O Traquina e Irrequieta começou há pouco mais de quatro meses, já a Joana estava plenamente integrada no infantário que a acolhe diariamente, e, por isso, nunca escrevemos sobre esses primeiros tempos de vida activa da pequena criatura nem sobre a nossa fácil decisão de a levar a frequentar uma escola, logo aos cinco meses, uma vez que ambos trabalhamos e o que tem que ser tem muita força.
Logicamente, se pudéssemos, teríamos, na altura, ponderado manter a Joana em casa durante mais uns meses mas, verdade seja dita, hoje já pensaríamos duas vezes.
E pensaríamos duas vezes pelo simples facto de que percebemos que a vida no infantário e a convivência com outras crias da mesma idade ajudou, sobremaneira, no crescimento e no desenvolvimento da Joaninha.
A verdade é que as crianças se tornam mais expeditas, ao desenvolverem determinados aspectos, tanto físicos como psicológicos, e mais resistentes a determinadas maleitas que, por vezes, surgem nestas tenras idades.
A verdade é que, no caso da nossa filha, notámos diferenças no seu comportamento e na maneira de lidar com outras crianças e com os adultos, especialmente, ao observar, à laia de comparação, o comportamento de outras crias que, com a mesma idade, ainda estavam em casa.

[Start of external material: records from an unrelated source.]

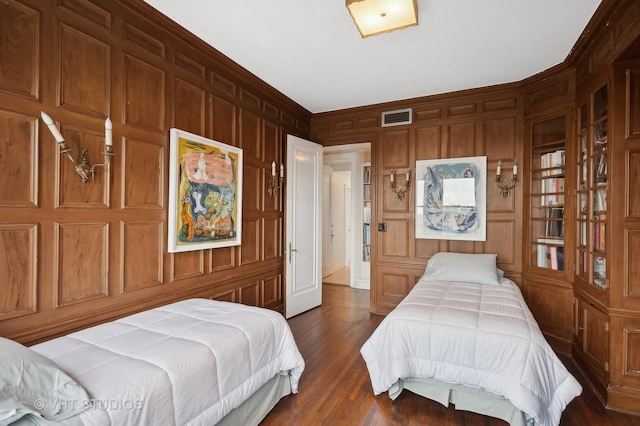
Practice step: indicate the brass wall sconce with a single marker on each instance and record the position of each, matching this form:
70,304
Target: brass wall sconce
400,189
82,167
504,185
275,183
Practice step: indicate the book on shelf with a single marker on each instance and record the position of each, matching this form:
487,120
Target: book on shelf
546,248
366,192
555,226
556,257
553,163
366,214
366,233
366,253
553,190
367,174
600,198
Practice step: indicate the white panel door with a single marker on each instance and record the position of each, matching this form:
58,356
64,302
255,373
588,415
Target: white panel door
303,235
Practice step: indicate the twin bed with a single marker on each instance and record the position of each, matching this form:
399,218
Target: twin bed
464,335
194,362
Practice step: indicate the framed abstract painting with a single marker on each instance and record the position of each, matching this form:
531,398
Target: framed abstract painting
451,199
205,193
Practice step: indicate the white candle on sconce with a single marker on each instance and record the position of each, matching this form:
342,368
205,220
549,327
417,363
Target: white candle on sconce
108,132
52,127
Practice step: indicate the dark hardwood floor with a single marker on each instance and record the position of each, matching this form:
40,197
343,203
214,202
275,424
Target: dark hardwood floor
335,387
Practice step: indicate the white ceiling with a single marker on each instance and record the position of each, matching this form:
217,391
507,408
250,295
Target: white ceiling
312,52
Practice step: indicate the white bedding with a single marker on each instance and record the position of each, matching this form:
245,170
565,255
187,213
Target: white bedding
187,363
482,336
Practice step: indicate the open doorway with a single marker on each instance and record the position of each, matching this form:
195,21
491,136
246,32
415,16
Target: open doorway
346,212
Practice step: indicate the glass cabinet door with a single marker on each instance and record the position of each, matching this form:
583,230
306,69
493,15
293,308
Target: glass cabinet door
547,194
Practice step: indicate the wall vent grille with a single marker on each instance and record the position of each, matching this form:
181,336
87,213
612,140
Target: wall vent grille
397,118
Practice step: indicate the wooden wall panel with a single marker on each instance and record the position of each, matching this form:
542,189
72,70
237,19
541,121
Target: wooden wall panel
142,249
632,271
393,284
553,309
223,258
250,132
462,140
506,247
85,69
82,251
252,188
495,133
189,110
188,264
272,290
633,196
428,143
395,241
631,351
250,294
223,120
251,241
144,95
395,149
18,273
18,160
143,174
19,49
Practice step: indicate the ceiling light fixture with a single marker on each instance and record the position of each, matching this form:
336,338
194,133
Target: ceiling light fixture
373,17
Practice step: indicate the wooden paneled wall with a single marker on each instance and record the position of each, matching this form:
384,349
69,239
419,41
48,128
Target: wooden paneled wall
72,253
483,122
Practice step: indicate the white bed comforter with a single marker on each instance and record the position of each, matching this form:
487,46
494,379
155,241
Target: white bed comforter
187,363
483,336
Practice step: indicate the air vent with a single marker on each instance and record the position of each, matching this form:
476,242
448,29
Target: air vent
397,117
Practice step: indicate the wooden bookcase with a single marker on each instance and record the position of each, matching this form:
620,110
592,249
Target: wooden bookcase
547,226
366,213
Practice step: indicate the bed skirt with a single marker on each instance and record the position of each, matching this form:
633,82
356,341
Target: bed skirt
463,397
256,408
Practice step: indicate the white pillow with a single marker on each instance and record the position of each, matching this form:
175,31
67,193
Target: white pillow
463,267
33,384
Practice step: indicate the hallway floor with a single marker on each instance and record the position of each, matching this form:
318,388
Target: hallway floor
340,277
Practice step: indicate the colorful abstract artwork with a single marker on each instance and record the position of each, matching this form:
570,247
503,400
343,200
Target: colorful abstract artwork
451,198
205,193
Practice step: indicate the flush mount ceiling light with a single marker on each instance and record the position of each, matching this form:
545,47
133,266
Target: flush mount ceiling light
374,17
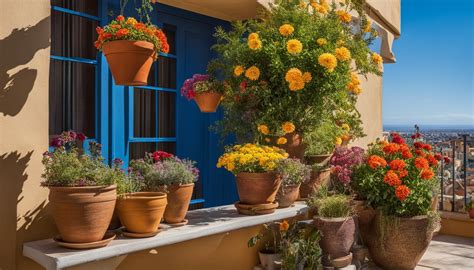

E dizemos isto sem qualquer tipo de “puxa a brasa à minha sardinha”.
Quatro meses é, manifestamente, pouco e cinco meses, auferindo do subsídio de quatro, não é para todos, já que nem todas as famílias se podem dar ao luxo de perder um mês de ordenado.
O ideal andaria, na nossa modesta opinião, algures entre os 8 e os 10 meses, sendo que o subsídio de chamem-lhe lá o que lhe quiserem chamar, esse sim, dever-se-ia prolongar pelos tais dois anos e meio ou três anos.